Тут уж и нам было не до нейтралитета.
– Наших бьют! – воинственно возгласил Гринька Музыкин и первым рванулся на выручку Миши (они жили по соседству). За Гринькою, подбадривая себя криками "ура", помчались и мы, непочетовские, и державшиеся нашей стороны завидовские мальчишки и ребята с Денисовой улицы, тут были и Колька Поляков, и Минька Архипов, и Петенька Денисов-Утопленник, и даже Янька Рубцов бежал вместе со всеми, рискуя не только физиономией, но и новеньким полушубком, который только что "огоревали" для него такие же скуповатые, как и он сам, его родители.

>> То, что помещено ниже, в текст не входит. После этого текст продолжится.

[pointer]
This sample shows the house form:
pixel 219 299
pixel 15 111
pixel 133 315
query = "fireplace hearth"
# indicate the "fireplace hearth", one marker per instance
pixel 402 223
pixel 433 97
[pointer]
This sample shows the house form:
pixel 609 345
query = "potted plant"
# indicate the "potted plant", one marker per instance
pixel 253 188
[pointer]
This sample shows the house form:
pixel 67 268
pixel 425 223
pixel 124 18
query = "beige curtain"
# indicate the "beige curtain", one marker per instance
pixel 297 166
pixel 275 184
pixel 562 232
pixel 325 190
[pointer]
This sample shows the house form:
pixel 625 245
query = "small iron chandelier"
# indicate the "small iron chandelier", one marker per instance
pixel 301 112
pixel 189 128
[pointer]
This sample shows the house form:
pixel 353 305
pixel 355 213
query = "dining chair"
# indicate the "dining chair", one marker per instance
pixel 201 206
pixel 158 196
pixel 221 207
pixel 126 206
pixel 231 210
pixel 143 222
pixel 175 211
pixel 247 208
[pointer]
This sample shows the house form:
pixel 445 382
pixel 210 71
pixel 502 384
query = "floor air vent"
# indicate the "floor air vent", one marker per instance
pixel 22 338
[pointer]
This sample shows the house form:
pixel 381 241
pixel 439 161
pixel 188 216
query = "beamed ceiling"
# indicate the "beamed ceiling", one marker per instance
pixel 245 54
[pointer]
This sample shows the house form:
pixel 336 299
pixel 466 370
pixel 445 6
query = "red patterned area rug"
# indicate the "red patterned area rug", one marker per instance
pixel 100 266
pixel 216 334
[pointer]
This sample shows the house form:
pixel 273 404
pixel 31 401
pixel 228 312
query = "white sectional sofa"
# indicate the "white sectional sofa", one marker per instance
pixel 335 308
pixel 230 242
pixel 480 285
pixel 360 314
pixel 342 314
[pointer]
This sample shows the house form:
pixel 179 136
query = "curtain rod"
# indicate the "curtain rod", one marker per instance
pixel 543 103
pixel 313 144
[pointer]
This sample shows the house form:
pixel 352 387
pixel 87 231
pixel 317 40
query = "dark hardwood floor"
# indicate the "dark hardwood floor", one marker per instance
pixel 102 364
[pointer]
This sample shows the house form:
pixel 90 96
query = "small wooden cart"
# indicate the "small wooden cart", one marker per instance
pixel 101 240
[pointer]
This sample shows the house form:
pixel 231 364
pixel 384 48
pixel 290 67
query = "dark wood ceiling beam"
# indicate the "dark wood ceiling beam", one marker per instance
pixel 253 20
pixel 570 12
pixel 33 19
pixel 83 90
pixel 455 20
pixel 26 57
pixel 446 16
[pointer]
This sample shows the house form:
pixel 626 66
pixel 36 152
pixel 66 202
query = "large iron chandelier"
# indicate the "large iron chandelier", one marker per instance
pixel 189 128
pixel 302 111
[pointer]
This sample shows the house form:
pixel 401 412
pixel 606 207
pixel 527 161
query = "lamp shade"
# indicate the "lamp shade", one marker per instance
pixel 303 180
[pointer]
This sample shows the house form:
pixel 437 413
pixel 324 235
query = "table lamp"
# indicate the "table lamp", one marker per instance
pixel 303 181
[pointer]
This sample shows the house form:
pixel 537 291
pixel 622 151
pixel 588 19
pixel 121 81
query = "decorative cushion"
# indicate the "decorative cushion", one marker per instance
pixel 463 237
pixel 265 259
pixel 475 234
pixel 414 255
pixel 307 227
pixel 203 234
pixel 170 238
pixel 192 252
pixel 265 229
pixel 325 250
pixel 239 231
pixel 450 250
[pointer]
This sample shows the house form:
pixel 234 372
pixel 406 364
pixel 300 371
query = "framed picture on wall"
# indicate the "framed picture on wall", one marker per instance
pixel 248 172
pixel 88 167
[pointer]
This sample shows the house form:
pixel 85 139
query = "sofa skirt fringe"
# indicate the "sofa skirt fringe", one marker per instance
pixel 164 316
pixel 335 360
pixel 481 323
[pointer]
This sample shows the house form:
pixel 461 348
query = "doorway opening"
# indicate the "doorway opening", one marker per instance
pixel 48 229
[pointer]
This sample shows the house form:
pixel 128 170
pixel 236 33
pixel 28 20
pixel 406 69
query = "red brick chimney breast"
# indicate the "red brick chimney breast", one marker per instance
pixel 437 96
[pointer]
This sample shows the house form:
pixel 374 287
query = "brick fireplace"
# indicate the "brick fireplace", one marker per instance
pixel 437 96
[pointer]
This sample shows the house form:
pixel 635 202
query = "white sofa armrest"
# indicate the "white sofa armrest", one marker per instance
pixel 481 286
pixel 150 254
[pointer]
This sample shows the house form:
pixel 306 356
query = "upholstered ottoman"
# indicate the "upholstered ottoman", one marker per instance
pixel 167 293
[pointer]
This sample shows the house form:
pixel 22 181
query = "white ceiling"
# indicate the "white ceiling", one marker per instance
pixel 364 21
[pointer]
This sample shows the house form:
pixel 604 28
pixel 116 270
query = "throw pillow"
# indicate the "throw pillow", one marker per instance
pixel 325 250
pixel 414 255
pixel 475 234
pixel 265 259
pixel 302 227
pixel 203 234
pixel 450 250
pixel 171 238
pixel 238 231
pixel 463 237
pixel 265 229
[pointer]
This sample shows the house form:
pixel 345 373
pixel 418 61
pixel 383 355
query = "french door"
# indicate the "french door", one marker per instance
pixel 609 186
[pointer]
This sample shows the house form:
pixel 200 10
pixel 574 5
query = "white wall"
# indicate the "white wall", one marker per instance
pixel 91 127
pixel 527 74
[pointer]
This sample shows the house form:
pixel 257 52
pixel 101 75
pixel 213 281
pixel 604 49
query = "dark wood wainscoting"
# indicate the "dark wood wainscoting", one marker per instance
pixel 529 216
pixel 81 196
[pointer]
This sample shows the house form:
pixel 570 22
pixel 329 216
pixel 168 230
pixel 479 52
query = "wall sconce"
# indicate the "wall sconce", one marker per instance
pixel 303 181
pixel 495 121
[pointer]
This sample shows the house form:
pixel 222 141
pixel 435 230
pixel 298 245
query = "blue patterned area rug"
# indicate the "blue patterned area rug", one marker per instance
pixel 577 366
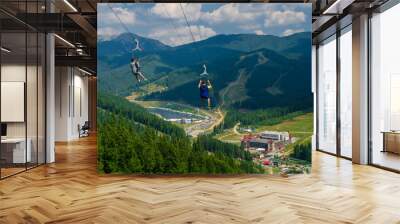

Видя, что на его малое войско двинулось целое соединение с неприятельской стороны, Ванька и его друзья ударились в ретираду, или, говоря попросту, наутек, но путь им отрезал быстроногий и отчаянный Гринька Музыкин с десятком отважных завидовцев и непочетовцев. Ванька, удиравший первым, мог бы и проскочить, но Гринька успел подставить ему ножку, и Жуков-младший распластался на льду, плюхнувшись прежде всего носом, из которого сейчас же во все стороны поползли ручейки крови, особенно заметной на льду. Мы, то есть Колька Поляков, Минька Архипов, Янька Рубцов и я, немножко отставшие от Гриньки Музыкиного передового отряда, наскочили на двух явно оробевших и растерявшихся Ванькиных приятелей – Пчелинцева и Мягкова и принялись молотить их, пустив в дело и руки, и ноги, забыв в горячую эту минуту про давнее правило, по которому "лежачего не бьют". Пинали мы носками валенок и даже деревянными своими коньками бедных ребят и тогда, когда они были повержены на лед и, кажется, просили о пощаде. Увлеченные боем, в котором уже не чувствовали сопротивления со стороны врагов, накалившись ненавистью к ним до высшей точки, от которой вскипает кровь в жилах и которая делает человека безумным, бешеным, мы не видели, как к месту нашей схватки подбежали Катька Леонова и Марфа Ефремова, не видели того, как плачущая Марфа схватила несчастного Мишу Тверскова за руку и увела на свой двор, задами выходящий к восточному берегу Кочек. Не приметили вовремя мы и огромной толпы хуторских мальчишек разных возрастов, с трех сторон устремившихся на выручку Ваньки Жукова и двух его товарищей.
И вот тут-то началось!
Нам ничего не оставалось, как принять бой, хотя противная сторона намного превосходила теперь нашу и числом, и свежестью вступивших в сражение сил. Над мирным и тихим час назад озером поднялся такой дикий, звериный рев, такое улюлюканье, такой свист, что даже верные наши друзья Жулик и Полкан, прибежавший было тоже на лед вслед за своим хозяином, здорово перетрусили и, поджавши хвосты, поскорее убрались по своим дворам. Вызволенный из-под Гриньки (до этой минуты Музыкин сидел на нем верхом и, поколачивая по голове, вымогал клятвенное обещание "не трогать больше Мишку Хохлова", то есть меня), Ванька Жуков воспрянул духом и, чтобы, очевидно, вызвать ярость в рядах своих спасителей, нарочно растер, размазал кровь из-под носа по всему лицу и, страшный в гневе своем, начал отыскивать среди дерущихся бойцов меня. Но я уже приближался к своему дому, зажавши обеими руками лоб, пытаясь таким образом остановить кровь, которая струилась, пробивалась сквозь пальцы и падала на снег, оставляя позади неровную стежку: на какое-то мгновение раньше, чем настиг его Гринька Музыкин, Ванька успел-таки запустить в нашу сторону камнем – пустил его просто так, наугад, в кого-нибудь из нас, но камень отыскал меня.
– Где, где он? – орал Ванька, бегая от одной ревущей живой кучи к другой.
– Кто?.. Кого ты ищешь? – наскочила на него Катька Леонова, оставшаяся на месте драки. Кто-то, попирая рыцарские законы, и ей поднес "горяченького", оставив на память синяк под правым Катькиным глазом. – Кого ищешь, Ванька?..
– Да Мишку!.. Я ему счас!..
– Вот, вот он, аль не видишь?! – И Катька, прицелившись, хлестким ударом палки угодила прямо в Ванькин лоб, точно посредине вытаращенных и от удивления, и от боли презлющих его глаз. Размахнулась было во второй раз, но Ванька увернулся и затерялся в толпе сражающихся.